Doing extra missions is a lot of fun. There’s some challenge found of these not present in the main quest, and a lot of them introduce new and interesting characters. The party missions, however, are obtuse. You have to send a group of characters in your company to accomplish a set mission, but it’s often hard to tell what the stat requirements are. This can make getting every star of destiny a pain, as some characters can only be unlocked through missions like these, and one character in particular only gives you one chance for success. Saving constantly is a must.
The graphics are odd. Very odd. The character portraits in dialog scenes are all very nicely drawn and colorful, and the menus are all very well designed, but the 3D models used in battles just don’t fit. Looking at them up close reveals strange features on character faces that aren’t on their portraits, and a weird artistic clash results. It’s like the models and portraits were designed by two entirely different teams. The soundtrack fares better with some strong pieces and a good amount of variety for every different nation and culture …but the voice acting is another matter entirely.
Tierkreis can’t decide if it has a good or bad dub for most of it. There’s a lot of good performances here, but some dialog had to be rushed and spoken in a very fast, condensed manner. There are moments where I felt like I was listening to the Micro Machines guy. Some performances, however, are just downright unsalvageable, and it’s almost always with major characters. A few of the animated cutscenes are painful because of it, and I was wishing at times for the game to just let me turn any voice acting off. Some of this is technical limitations with the DS, I understand, but other bits come more from inept talent or direction.

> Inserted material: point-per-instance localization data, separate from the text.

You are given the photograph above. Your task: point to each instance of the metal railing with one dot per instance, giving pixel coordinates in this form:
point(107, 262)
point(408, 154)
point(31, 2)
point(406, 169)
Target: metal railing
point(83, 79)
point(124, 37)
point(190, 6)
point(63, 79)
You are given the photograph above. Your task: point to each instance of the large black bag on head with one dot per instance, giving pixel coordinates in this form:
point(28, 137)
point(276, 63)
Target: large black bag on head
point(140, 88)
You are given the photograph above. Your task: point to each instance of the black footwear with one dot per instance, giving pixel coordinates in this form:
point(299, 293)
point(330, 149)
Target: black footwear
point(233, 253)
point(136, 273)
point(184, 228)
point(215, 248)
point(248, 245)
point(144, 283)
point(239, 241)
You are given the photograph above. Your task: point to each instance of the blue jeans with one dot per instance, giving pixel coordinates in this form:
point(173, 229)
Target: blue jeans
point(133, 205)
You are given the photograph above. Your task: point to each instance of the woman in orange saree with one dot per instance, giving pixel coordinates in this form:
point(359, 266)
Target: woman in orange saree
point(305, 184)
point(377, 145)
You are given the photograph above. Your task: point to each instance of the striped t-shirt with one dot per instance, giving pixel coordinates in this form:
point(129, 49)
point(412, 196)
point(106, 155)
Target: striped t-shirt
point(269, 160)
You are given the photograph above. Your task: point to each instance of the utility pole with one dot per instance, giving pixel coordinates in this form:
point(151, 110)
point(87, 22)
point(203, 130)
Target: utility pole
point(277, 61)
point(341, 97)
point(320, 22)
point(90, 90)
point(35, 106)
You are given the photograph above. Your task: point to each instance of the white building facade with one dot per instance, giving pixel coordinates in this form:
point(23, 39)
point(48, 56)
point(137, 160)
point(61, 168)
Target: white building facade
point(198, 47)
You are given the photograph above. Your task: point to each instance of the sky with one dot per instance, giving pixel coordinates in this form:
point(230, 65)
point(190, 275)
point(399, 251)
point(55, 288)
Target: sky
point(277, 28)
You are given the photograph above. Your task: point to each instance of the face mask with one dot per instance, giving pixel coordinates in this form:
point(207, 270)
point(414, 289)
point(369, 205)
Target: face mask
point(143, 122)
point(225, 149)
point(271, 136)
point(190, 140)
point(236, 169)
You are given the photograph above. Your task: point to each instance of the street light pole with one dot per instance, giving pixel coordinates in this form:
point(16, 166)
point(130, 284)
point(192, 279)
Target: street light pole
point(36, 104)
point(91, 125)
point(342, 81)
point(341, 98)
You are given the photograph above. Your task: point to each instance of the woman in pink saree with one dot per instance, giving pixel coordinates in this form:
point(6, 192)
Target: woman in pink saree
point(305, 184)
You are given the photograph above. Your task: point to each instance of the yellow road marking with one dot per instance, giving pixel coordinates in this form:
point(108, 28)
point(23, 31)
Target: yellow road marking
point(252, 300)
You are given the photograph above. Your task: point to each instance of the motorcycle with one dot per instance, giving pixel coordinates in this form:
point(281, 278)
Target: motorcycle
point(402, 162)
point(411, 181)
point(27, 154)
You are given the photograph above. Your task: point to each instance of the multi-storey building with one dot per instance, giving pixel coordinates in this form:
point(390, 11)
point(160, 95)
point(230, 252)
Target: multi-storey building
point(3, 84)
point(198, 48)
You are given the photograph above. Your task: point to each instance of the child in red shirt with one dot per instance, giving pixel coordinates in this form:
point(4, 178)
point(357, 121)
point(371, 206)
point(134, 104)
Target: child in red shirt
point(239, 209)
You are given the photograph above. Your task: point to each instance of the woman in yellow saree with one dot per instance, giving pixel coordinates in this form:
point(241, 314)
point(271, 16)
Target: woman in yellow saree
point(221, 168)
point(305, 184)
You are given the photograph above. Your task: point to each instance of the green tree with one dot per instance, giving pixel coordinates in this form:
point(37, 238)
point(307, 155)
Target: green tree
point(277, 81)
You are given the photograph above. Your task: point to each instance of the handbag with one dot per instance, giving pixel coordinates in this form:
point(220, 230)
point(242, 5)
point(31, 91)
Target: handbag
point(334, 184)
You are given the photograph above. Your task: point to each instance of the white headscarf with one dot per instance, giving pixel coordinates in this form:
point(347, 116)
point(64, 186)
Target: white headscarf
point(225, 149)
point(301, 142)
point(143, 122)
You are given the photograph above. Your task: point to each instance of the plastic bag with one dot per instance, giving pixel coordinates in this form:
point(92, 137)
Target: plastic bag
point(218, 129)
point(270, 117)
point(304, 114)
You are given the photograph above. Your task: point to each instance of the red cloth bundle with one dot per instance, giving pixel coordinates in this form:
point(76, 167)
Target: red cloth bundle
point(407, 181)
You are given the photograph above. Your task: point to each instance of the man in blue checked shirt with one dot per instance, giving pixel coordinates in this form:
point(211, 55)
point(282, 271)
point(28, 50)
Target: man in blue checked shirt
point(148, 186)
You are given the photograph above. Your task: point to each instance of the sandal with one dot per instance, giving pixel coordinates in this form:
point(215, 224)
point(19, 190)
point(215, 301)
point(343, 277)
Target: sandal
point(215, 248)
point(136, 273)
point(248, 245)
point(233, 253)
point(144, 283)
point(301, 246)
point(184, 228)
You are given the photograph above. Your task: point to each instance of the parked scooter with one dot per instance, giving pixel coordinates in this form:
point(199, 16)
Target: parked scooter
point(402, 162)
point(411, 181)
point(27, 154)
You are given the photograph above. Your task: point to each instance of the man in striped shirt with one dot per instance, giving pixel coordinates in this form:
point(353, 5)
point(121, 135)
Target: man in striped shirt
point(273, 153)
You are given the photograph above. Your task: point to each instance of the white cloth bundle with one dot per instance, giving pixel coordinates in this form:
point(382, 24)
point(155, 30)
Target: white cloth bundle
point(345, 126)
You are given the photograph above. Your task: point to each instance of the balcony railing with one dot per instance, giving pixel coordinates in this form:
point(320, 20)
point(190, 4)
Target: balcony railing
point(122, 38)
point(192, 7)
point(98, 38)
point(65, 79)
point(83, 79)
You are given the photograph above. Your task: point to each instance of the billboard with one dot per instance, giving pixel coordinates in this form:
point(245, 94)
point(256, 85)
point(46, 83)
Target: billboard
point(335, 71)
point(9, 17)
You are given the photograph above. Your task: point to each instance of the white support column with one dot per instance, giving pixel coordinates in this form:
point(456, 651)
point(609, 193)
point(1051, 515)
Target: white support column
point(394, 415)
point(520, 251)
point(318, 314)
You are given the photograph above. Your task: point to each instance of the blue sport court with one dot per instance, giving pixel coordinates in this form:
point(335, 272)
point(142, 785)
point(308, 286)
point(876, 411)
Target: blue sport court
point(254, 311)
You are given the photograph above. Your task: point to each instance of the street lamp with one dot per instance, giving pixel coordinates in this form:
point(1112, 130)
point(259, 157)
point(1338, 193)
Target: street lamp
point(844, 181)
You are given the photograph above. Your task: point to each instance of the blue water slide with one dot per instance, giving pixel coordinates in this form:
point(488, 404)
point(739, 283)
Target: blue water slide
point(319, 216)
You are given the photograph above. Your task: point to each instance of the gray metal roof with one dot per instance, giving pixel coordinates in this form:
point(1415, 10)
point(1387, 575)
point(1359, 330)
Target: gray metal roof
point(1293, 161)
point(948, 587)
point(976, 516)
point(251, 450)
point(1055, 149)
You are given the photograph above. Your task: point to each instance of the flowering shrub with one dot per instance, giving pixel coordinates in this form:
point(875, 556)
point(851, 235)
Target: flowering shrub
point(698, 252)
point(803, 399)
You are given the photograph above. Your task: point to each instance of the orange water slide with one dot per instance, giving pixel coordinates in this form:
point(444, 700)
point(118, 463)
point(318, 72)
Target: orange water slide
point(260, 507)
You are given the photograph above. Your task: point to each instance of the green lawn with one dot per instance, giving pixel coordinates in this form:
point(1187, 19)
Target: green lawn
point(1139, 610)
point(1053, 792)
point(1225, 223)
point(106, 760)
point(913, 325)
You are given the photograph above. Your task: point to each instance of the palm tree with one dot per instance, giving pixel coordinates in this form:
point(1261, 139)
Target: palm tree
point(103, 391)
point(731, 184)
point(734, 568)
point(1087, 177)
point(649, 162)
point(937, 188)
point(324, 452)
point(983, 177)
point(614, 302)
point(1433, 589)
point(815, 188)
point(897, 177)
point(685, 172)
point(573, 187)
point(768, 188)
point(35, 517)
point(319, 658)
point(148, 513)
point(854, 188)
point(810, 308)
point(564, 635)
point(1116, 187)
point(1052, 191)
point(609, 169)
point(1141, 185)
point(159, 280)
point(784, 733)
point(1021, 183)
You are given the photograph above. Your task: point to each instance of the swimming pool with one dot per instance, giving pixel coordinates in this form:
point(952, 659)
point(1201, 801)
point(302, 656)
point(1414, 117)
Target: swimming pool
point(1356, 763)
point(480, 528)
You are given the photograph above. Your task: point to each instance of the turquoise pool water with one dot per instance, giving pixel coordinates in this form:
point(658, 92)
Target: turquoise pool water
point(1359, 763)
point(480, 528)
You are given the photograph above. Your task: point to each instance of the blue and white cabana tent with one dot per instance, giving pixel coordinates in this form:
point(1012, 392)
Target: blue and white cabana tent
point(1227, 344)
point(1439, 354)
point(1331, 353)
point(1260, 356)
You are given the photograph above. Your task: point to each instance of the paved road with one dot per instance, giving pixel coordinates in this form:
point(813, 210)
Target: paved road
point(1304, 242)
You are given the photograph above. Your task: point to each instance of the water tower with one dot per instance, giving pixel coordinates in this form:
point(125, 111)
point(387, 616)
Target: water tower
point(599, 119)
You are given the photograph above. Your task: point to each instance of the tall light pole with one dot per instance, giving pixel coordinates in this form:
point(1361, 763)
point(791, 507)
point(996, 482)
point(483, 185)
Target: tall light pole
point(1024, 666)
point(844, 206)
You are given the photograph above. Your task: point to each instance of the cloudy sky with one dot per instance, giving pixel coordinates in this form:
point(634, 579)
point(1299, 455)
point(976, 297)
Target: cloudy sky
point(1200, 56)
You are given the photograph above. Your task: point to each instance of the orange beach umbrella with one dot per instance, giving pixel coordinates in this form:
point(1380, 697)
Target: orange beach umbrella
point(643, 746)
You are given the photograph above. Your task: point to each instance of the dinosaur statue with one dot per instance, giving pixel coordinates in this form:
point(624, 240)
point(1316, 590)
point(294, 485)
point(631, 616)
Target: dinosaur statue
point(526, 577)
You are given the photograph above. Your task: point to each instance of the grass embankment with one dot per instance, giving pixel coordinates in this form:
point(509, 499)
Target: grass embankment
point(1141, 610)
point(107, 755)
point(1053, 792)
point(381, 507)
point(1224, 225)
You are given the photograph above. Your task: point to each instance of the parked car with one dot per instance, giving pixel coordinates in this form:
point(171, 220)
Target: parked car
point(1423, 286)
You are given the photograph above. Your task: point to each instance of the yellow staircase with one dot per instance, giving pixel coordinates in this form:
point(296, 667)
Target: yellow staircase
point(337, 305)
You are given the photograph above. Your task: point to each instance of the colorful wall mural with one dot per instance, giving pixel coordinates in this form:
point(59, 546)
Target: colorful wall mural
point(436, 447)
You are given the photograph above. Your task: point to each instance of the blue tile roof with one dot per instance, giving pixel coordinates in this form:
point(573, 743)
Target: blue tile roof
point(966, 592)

Ultimately, despite the faults, Suikoden Tierkreis works. It’s a good meeting of classic Suikoden and a refit for more casual JRPG players. The story is mostly strong and entertaining, the cast is fantastic, and the amount of customization is staggering. If you’re a Suikoden fan, it’s not a game to pass up. If your not a Suikoden fan, this is a solid place to start. It’s not a great representation of the whole series, but it’s a good bridge game.